Tacit knowledge can be seen as the model of all skillful problem solving, of which scientific discovery is the paradigm case
Though it is a psychological fact that human beings acquire, retain, and employ tacit knowledge, accounts of its nature and function in perception, memory, cognition, language, and learning vary across disciplines. In epistemology, the concept of tacit knowledge was pioneered by the scientist and philosopher Michael Polanyi (1891–1976) in his Personal Knowledge (1956) and The Tacit Dimension (1966). Drawing on Gestalt psychology, Polanyi developed a theory of tacit knowledge by extending the perceptual model of attending from subsidiary clues or particulars (bodily processes, sensory experiences, memory, intimations) to a focal whole (pattern, object, entity) to a general model that holds cognitive processes ranging from identifying objects, performing skills, solving (scientific) problems to understanding texts or persons.
Tacit knowing is seen to consist in relying on integrated and interiorized particulars for attending to the comprehensive entity on which these particulars bear, and in terms of which they are (tacitly) known.
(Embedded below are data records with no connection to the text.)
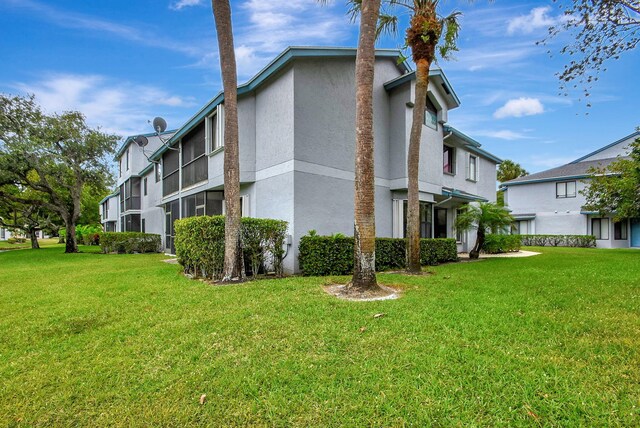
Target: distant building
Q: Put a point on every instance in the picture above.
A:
(549, 202)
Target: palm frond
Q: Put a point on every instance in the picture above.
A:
(387, 24)
(451, 26)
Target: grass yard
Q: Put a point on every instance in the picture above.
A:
(48, 242)
(125, 340)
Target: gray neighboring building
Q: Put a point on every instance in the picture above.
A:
(550, 202)
(297, 138)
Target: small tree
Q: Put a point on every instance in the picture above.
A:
(485, 216)
(56, 156)
(603, 30)
(26, 217)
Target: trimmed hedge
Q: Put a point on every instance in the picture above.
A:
(333, 255)
(584, 241)
(130, 242)
(495, 244)
(199, 245)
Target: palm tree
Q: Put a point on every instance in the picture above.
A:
(233, 264)
(364, 270)
(486, 216)
(428, 32)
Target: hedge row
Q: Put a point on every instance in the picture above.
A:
(495, 244)
(586, 241)
(199, 245)
(333, 255)
(130, 242)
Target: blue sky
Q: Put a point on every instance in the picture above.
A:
(124, 62)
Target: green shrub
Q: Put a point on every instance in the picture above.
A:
(585, 241)
(199, 245)
(88, 234)
(129, 242)
(333, 255)
(495, 243)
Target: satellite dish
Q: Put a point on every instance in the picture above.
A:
(141, 141)
(159, 124)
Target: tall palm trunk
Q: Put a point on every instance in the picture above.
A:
(233, 265)
(423, 51)
(33, 236)
(364, 270)
(413, 167)
(71, 246)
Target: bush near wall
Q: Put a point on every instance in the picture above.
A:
(333, 255)
(496, 244)
(584, 241)
(199, 245)
(88, 234)
(130, 242)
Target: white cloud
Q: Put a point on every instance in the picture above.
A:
(550, 161)
(122, 108)
(519, 107)
(503, 134)
(181, 4)
(537, 19)
(270, 26)
(105, 28)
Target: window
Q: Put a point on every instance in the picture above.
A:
(194, 161)
(620, 231)
(600, 228)
(215, 129)
(521, 227)
(130, 223)
(440, 226)
(158, 172)
(566, 189)
(459, 233)
(448, 160)
(171, 171)
(431, 115)
(130, 194)
(472, 172)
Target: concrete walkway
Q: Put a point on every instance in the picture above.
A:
(503, 255)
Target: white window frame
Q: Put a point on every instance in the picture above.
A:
(245, 206)
(603, 232)
(214, 126)
(562, 189)
(471, 177)
(398, 218)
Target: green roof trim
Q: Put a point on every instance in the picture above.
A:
(436, 72)
(146, 169)
(130, 139)
(635, 134)
(546, 180)
(472, 145)
(288, 55)
(463, 195)
(113, 195)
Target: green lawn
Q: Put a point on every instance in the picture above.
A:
(125, 340)
(49, 242)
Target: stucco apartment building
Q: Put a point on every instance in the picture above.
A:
(550, 202)
(297, 138)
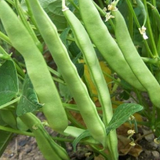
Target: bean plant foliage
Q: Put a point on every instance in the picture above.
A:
(60, 67)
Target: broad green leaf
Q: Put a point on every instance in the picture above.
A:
(8, 82)
(28, 101)
(4, 140)
(122, 114)
(64, 92)
(64, 36)
(9, 117)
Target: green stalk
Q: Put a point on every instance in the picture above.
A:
(150, 33)
(139, 26)
(5, 38)
(16, 131)
(9, 103)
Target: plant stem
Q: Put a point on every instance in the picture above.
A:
(9, 103)
(16, 131)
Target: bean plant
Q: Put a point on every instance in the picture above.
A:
(76, 63)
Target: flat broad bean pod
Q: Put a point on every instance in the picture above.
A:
(134, 60)
(36, 68)
(69, 72)
(46, 144)
(85, 45)
(107, 46)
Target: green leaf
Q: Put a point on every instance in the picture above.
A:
(8, 82)
(4, 140)
(64, 36)
(56, 15)
(122, 114)
(28, 101)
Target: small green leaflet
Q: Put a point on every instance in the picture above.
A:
(4, 140)
(8, 82)
(28, 101)
(79, 138)
(122, 114)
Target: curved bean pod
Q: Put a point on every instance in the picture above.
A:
(134, 60)
(85, 45)
(69, 72)
(46, 144)
(101, 37)
(36, 68)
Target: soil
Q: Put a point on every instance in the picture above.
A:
(25, 148)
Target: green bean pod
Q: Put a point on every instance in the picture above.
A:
(46, 144)
(85, 45)
(36, 68)
(69, 72)
(107, 46)
(134, 60)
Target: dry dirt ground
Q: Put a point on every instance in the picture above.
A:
(25, 148)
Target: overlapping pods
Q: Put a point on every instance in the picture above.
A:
(36, 68)
(66, 67)
(107, 46)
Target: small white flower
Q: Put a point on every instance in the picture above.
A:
(108, 16)
(130, 132)
(143, 32)
(104, 9)
(132, 144)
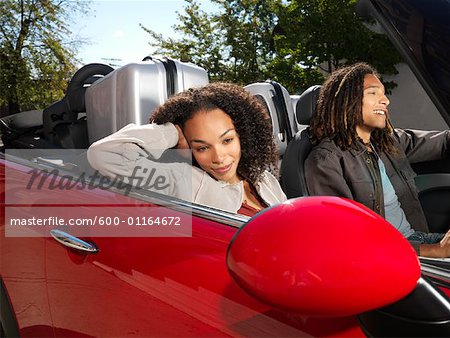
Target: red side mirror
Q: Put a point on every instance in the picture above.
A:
(323, 256)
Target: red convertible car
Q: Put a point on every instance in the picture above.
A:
(84, 256)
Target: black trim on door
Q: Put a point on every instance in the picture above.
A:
(7, 318)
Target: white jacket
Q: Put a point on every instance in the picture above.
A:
(136, 146)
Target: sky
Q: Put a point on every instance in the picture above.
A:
(112, 30)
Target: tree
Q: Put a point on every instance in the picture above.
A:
(233, 44)
(321, 35)
(35, 54)
(296, 43)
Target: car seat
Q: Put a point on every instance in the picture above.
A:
(64, 122)
(293, 179)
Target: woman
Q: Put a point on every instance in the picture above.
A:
(230, 136)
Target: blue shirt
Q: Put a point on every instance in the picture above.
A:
(394, 213)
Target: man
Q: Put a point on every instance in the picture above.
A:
(358, 155)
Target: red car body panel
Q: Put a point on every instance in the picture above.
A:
(145, 286)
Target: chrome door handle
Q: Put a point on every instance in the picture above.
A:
(73, 242)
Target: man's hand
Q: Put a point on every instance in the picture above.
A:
(446, 240)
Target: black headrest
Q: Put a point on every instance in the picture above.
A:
(84, 77)
(306, 104)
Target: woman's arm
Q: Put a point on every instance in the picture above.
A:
(119, 153)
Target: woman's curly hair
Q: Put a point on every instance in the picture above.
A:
(250, 118)
(339, 110)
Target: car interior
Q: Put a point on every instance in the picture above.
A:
(64, 125)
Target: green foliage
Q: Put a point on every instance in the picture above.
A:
(321, 35)
(35, 56)
(233, 44)
(297, 43)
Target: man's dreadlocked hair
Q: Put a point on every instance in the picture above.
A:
(339, 110)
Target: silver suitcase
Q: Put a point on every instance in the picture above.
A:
(277, 100)
(130, 93)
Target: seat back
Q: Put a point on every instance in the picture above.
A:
(293, 179)
(278, 103)
(64, 122)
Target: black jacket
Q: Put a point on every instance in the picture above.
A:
(350, 173)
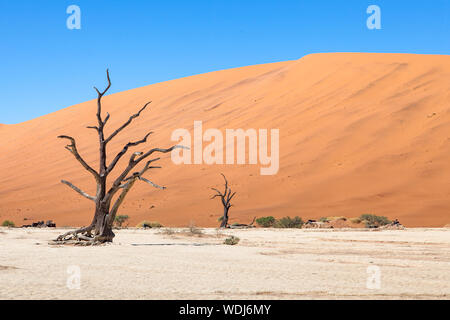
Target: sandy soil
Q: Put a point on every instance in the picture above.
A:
(359, 133)
(276, 264)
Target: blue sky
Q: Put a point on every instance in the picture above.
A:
(46, 67)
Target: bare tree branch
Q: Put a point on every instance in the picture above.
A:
(126, 123)
(84, 194)
(124, 150)
(99, 100)
(93, 127)
(152, 184)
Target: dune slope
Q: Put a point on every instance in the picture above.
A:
(359, 133)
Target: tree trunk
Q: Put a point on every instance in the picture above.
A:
(224, 223)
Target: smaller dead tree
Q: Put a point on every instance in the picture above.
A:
(226, 197)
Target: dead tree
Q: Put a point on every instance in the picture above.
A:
(100, 229)
(226, 197)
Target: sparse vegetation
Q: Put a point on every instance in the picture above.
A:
(167, 231)
(336, 218)
(8, 223)
(374, 221)
(231, 241)
(119, 220)
(193, 230)
(288, 222)
(225, 198)
(355, 220)
(149, 224)
(266, 222)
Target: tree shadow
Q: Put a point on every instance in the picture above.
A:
(175, 244)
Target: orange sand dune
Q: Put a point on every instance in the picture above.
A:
(359, 133)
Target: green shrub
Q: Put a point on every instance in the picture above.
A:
(119, 220)
(8, 223)
(374, 221)
(288, 222)
(231, 241)
(266, 222)
(151, 224)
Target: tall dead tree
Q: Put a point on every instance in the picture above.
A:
(100, 229)
(226, 197)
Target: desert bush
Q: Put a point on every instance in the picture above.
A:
(355, 220)
(266, 222)
(8, 223)
(167, 231)
(151, 224)
(193, 230)
(337, 218)
(288, 222)
(231, 241)
(119, 220)
(374, 221)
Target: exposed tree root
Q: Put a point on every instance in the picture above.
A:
(82, 237)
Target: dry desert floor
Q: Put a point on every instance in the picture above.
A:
(266, 264)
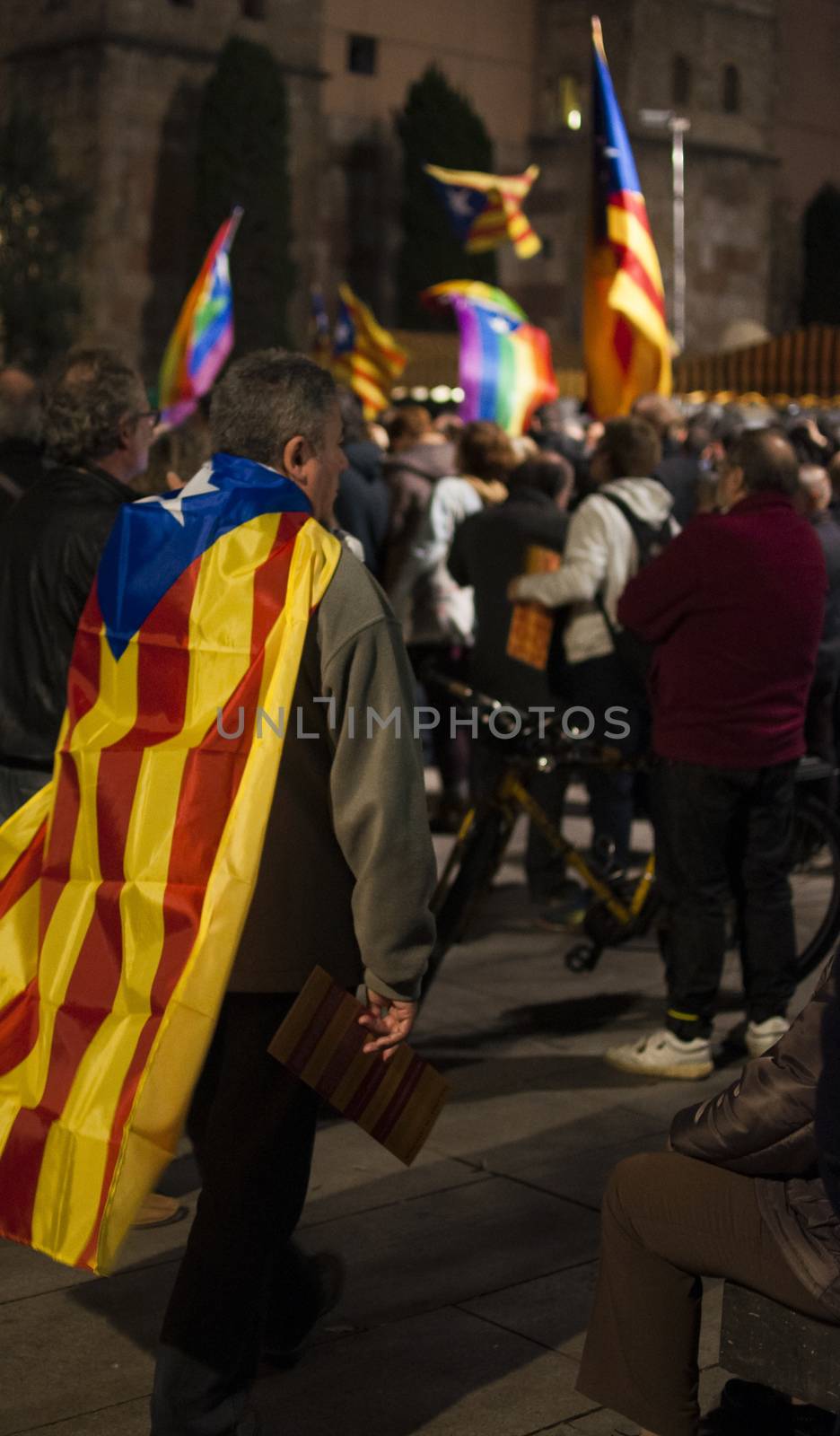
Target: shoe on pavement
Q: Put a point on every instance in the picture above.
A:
(158, 1211)
(664, 1055)
(328, 1271)
(760, 1038)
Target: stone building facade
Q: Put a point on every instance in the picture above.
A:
(119, 83)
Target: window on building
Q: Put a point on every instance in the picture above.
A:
(731, 90)
(681, 81)
(363, 54)
(562, 107)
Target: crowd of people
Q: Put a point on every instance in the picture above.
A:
(693, 583)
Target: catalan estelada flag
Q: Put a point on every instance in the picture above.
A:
(487, 210)
(365, 356)
(126, 883)
(625, 337)
(504, 363)
(203, 337)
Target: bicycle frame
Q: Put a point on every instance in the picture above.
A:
(512, 796)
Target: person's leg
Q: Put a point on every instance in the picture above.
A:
(768, 938)
(253, 1126)
(667, 1221)
(693, 811)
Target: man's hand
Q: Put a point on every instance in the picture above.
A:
(388, 1021)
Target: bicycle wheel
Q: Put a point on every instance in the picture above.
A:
(815, 880)
(471, 875)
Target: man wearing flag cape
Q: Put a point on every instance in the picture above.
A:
(223, 816)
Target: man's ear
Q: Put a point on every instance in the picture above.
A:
(294, 459)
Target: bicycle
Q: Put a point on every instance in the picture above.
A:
(621, 908)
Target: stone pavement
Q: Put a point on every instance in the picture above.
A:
(470, 1274)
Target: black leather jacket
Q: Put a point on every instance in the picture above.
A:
(765, 1126)
(50, 543)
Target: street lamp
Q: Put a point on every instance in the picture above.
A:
(678, 126)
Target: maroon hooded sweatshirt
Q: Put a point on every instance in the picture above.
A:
(736, 609)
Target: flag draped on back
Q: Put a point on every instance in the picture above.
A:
(626, 341)
(365, 356)
(487, 210)
(126, 883)
(504, 363)
(203, 337)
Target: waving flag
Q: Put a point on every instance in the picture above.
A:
(126, 883)
(203, 337)
(487, 210)
(504, 363)
(626, 341)
(365, 356)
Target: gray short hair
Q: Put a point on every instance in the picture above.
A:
(265, 399)
(88, 397)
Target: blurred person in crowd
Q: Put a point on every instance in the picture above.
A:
(435, 612)
(21, 435)
(418, 457)
(820, 714)
(602, 553)
(679, 467)
(750, 1191)
(176, 456)
(736, 608)
(98, 431)
(449, 424)
(363, 500)
(487, 552)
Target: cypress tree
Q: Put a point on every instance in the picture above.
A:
(40, 234)
(243, 158)
(438, 127)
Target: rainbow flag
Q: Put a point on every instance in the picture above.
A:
(365, 356)
(487, 210)
(625, 337)
(504, 363)
(126, 883)
(203, 337)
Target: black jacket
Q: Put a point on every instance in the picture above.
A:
(765, 1126)
(363, 502)
(50, 543)
(487, 552)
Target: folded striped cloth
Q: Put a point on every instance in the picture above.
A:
(320, 1041)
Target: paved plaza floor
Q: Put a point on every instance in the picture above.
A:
(468, 1275)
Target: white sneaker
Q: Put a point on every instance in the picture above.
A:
(760, 1038)
(664, 1055)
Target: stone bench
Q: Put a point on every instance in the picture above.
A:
(763, 1342)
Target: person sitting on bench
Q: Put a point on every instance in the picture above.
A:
(737, 1195)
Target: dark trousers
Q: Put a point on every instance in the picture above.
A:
(722, 833)
(599, 686)
(241, 1282)
(667, 1221)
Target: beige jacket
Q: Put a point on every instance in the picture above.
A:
(348, 866)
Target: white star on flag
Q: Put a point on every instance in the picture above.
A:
(174, 504)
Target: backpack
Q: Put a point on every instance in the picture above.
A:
(634, 653)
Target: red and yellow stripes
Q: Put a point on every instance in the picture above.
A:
(375, 359)
(140, 890)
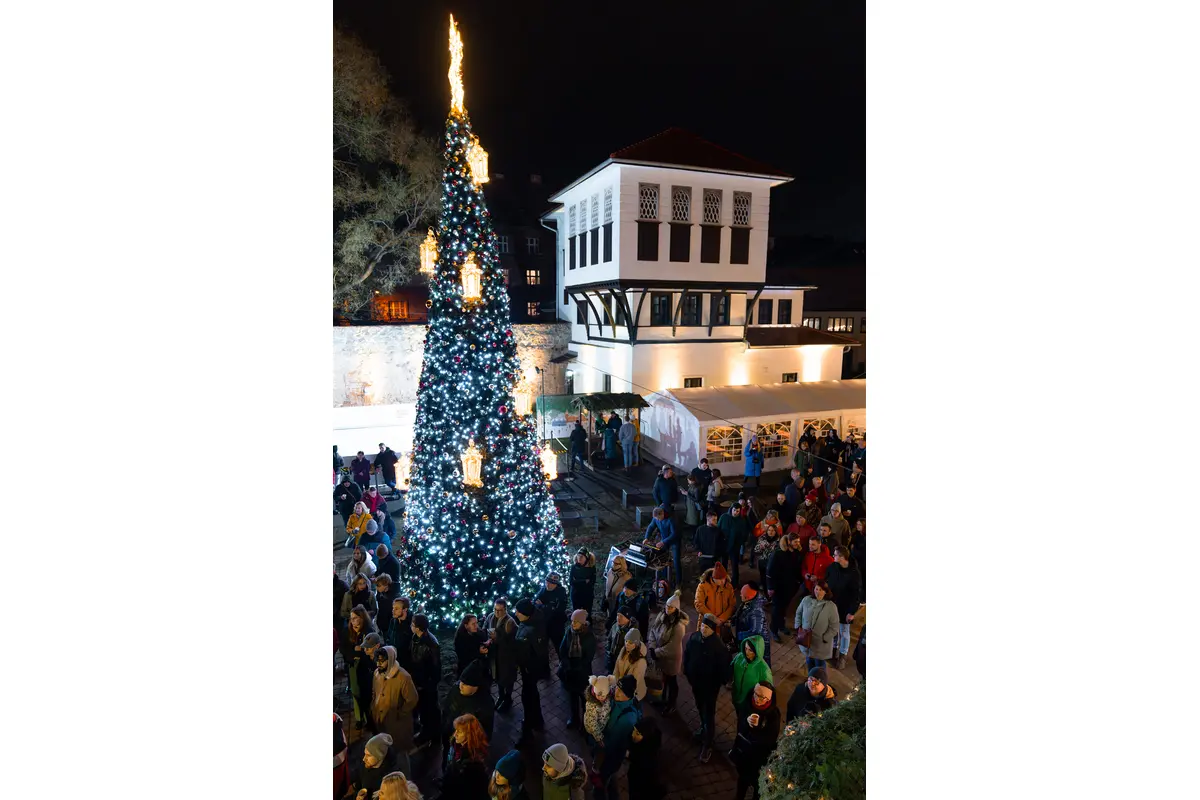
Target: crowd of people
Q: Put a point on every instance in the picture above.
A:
(807, 546)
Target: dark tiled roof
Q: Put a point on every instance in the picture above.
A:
(793, 336)
(684, 149)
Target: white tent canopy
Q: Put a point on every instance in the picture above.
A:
(741, 403)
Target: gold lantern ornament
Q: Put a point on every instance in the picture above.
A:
(472, 281)
(472, 464)
(429, 253)
(549, 462)
(477, 158)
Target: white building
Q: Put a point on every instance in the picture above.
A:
(661, 257)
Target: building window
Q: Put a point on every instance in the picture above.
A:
(742, 209)
(719, 310)
(739, 236)
(774, 438)
(712, 206)
(681, 204)
(647, 200)
(766, 312)
(723, 443)
(841, 324)
(660, 308)
(690, 312)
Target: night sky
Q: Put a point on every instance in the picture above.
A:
(553, 88)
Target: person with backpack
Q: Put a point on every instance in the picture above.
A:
(533, 661)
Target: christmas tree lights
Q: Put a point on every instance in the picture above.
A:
(467, 542)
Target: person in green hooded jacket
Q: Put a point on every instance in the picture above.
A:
(749, 668)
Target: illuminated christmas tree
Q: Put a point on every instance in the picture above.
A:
(479, 518)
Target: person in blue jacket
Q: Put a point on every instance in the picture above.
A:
(663, 533)
(753, 456)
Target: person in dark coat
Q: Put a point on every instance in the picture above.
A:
(666, 491)
(533, 661)
(385, 595)
(360, 470)
(846, 585)
(385, 462)
(471, 644)
(387, 563)
(645, 768)
(707, 666)
(783, 583)
(814, 696)
(468, 696)
(709, 541)
(426, 674)
(757, 733)
(502, 651)
(399, 633)
(576, 650)
(552, 600)
(579, 447)
(583, 579)
(346, 494)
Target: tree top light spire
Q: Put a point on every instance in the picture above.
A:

All knowledge is more or less embodied and either tacit or rooted in tacit knowledge. Moreover, tacit knowledge can be seen as the model of all skillful problem solving, of which scientific discovery is the paradigm case. Inquirers follow rules they can hardly specify and are seldom aware of. In this respect, tacit knowledge is more like knowing how to do things or what things are for than propositional knowledge that something is the case. Finally, the personal character of tacit knowledge does not make it subjective or irrational. Acquired in the context of social practices of learning and inquiry, it is both personal and social.
The implications of this theory for the dialogue between science and theology are at least the following. First, by emphasizing that contexts of “coming to know” cannot be governed wholly by general rules, the theory would support historical, evolutionary, and cognitive approaches to science and religion, rather than rationalist, metaphysical, and logical ones. Next, by presenting an alternative to impersonal and reductionist accounts of science that focus exclusively on questions of justification or methodology, the theory influenced many theologians. It advocates the personal and fiduciary nature of scientific knowing in practice that is not at odds but consonant with religious understanding. Finally, tacit knowledge as embodied, personal, and social points to a common ground for science and religion, not of a methodological or metaphysical nature, but of an evolutionary, cognitive, and anthropological nature.
Permeating all human inquiry— scientific as well as scholarly, aesthetic, moral, and religious—tacit knowledge shows that all claims to know and understand are voiced from within traditions and shaped by values that can only be upheld within a free society that allows people to adhere to them.